For .NET developers, think: paste a screenshot of a UI bug into chat and have the agent understand what’s wrong, or have it analyze the output of a Blazor component rendering.
Automatic symbol references
Small quality-of-life improvement: when you copy a symbol name (a class, method, etc.) and paste it into chat, VS Code now automatically converts it to a #sym:Name reference. This gives the agent full context about that symbol without you having to manually add it.
If you want plain text instead, use Ctrl+Shift+V.
Plugins can now be enabled/disabled
Previously, disabling an MCP server or plugin meant uninstalling it. Now you can toggle them on and off — both globally and per-workspace. Right-click in the Extensions view or the Customizations view and you’re done.
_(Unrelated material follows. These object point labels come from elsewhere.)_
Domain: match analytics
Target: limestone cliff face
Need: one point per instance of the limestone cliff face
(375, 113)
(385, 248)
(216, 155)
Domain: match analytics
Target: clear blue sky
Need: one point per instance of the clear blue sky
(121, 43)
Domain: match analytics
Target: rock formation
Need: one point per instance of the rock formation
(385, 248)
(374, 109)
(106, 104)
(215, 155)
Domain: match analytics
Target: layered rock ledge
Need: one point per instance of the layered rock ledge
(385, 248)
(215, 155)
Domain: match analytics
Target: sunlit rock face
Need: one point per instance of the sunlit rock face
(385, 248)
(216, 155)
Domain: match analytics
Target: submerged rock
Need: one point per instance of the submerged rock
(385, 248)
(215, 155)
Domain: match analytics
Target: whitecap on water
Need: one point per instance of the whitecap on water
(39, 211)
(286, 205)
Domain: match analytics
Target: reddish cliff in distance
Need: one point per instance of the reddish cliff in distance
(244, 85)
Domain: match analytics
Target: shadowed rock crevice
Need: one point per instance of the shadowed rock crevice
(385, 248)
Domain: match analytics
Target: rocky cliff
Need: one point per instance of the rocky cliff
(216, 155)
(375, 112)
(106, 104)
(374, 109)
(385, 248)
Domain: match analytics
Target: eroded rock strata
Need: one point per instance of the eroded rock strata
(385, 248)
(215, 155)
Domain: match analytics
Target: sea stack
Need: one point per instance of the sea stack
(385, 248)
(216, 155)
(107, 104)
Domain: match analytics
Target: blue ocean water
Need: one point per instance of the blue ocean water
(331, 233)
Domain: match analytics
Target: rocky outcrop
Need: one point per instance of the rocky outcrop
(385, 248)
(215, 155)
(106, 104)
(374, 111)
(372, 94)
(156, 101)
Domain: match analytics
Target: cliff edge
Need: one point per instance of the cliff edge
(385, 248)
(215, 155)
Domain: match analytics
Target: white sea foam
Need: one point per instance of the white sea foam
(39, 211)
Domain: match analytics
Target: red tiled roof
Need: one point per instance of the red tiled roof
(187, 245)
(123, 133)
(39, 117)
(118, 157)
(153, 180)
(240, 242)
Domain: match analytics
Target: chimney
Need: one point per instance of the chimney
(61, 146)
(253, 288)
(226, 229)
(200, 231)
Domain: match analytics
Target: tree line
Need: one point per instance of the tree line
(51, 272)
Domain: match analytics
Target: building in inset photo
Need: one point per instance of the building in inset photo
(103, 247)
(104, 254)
Plugins from npm and pypi can also auto-update now, though they’ll ask for approval first since updates mean running new code on your machine.
Wrapping up
VS Code 1.112 is clearly pushing hard on the agent experience — more autonomy, better debugging, tighter security. For .NET developers, the integrated browser debugging and Copilot CLI improvements are the standout features.
If you haven’t tried running a full Copilot CLI session in Autopilot mode for a .NET project yet, this release is a good time to start. Just remember to set your permissions and let it cook.
Download VS Code 1.112 or update from within VS Code via Help > Check for Updates.